The idea is to design a compact car -- in the segment A class -- for urban dwellers who only drive short distances, Nissan CEO Hiroto Saikawa told The Nikkei recently, revealing the Japanese automaker's plans.
By using a common platform and outsourcing production to a local carmaker, Nissan aims to keep the price down to around 1.5 million yen ($13,200), which is half the cost of the all-electric Nissan Leaf hatchback.
Nissan is preparing a full model change for the Leaf that will give its flagship electronic vehicle enough range to drive between cities in China on a full charge. That will position the Leaf as a high-end EV competitor to gasoline-engine cars, but it will open a niche for a lower-priced EV designed for urban drivers making short trips, Saikawa explained.
To keep development costs down, the new car will be made on a platform shared with Nissan's alliance members Renault and Mitsubishi Motors. French automaker Renault intends to use the same platform to build an electric version of its Kwid crossover for China in 2019. To curb production costs, the vehicle will be made in China by an affiliate of Dongfeng Motor Group, Nissan's partner in a carmaking joint venture.

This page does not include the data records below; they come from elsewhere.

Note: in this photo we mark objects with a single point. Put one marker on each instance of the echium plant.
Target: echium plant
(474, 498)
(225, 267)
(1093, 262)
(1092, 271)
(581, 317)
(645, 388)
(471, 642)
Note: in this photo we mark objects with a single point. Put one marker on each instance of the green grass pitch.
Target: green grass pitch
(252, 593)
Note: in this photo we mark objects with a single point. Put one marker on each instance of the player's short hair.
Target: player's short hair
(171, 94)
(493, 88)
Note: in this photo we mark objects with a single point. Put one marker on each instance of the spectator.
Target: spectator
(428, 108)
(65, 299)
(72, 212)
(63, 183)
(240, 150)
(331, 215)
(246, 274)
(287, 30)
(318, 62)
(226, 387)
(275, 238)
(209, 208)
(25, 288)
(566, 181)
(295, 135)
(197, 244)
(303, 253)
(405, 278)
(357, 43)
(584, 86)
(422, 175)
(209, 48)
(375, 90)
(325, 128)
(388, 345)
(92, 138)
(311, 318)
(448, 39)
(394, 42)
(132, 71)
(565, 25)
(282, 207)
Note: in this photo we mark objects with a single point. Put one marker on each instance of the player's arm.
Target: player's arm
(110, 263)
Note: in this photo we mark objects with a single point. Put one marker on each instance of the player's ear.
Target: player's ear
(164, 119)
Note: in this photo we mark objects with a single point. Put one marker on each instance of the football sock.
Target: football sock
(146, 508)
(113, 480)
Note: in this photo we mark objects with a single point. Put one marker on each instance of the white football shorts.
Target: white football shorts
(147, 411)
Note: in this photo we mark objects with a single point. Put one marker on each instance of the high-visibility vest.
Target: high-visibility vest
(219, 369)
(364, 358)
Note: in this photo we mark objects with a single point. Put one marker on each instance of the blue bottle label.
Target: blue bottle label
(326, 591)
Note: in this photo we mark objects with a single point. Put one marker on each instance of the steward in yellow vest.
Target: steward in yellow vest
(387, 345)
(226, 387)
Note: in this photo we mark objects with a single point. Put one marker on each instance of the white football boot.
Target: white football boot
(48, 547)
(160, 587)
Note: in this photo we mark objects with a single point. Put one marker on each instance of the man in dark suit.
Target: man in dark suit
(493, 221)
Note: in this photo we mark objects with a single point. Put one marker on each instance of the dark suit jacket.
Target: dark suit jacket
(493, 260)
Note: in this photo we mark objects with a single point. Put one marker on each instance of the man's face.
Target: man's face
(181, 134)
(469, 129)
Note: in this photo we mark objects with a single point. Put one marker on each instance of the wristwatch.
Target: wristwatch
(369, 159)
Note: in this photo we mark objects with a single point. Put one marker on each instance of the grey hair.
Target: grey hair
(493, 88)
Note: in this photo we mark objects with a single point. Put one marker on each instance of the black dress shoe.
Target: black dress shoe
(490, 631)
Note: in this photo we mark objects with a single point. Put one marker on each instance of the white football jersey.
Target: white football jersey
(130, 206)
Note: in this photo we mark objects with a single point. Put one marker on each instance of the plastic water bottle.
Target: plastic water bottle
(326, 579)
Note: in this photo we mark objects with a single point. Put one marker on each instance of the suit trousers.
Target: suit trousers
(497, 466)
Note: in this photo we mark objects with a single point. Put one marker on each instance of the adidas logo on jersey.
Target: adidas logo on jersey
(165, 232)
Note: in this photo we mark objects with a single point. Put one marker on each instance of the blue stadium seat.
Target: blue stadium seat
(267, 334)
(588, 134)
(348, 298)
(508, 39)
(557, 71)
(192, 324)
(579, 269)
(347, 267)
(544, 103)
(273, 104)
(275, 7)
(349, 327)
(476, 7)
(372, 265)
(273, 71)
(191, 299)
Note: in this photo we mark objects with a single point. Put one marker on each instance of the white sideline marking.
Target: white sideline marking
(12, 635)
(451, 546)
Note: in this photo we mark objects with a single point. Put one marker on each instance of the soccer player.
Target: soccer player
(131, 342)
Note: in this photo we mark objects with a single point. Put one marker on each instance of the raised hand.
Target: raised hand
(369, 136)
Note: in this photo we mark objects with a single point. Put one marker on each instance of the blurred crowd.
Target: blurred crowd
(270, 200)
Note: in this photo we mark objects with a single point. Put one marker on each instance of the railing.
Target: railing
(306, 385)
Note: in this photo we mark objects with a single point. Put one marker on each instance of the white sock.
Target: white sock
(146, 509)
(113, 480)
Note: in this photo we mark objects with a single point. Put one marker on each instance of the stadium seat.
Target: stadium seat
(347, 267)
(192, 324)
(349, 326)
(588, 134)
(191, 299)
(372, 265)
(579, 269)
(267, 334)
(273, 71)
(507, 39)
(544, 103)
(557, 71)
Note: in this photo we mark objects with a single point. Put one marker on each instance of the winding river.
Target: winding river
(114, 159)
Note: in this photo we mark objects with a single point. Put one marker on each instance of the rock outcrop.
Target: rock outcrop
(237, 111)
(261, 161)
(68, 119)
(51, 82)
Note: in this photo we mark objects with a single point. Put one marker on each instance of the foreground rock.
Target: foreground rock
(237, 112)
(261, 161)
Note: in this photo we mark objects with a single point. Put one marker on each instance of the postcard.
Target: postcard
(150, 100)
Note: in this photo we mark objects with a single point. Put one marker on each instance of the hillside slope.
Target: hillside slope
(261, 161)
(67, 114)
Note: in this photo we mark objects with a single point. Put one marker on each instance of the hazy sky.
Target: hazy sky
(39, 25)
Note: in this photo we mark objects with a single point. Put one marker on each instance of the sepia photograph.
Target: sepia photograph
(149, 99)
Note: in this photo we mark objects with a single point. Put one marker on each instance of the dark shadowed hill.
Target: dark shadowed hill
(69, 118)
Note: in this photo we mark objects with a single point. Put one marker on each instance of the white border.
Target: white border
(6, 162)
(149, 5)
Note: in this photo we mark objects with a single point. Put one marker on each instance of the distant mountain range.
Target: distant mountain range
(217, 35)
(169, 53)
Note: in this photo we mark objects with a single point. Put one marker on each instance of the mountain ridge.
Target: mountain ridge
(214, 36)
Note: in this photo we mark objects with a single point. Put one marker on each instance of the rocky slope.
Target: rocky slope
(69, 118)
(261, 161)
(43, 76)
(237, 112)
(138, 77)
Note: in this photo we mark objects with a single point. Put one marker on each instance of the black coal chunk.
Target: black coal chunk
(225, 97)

The Chinese government's generous subsidies have made the country the world's largest market for electric cars, helping Chinese automakers like BYD rise to prominence by introducing inexpensive EVs. Furthermore, as part of its environmental policy, the government plans as soon as 2019 to introduce a measure requiring companies to make a certain number of EVs as a portion of total output.
Nissan launched the Venucia e30, an updated version of the Leaf, exclusively in China in 2014. But aside from that, Japan's carmakers have been slow to enter the Chinese EV market. That should change soon, as Honda Motor intends to release an electric car in China in 2018, while Toyota Motor has spoken about possible EV production there. Nevertheless, Nissan is the first Japanese automaker to announce plans to market a low-priced electronic vehicle in China.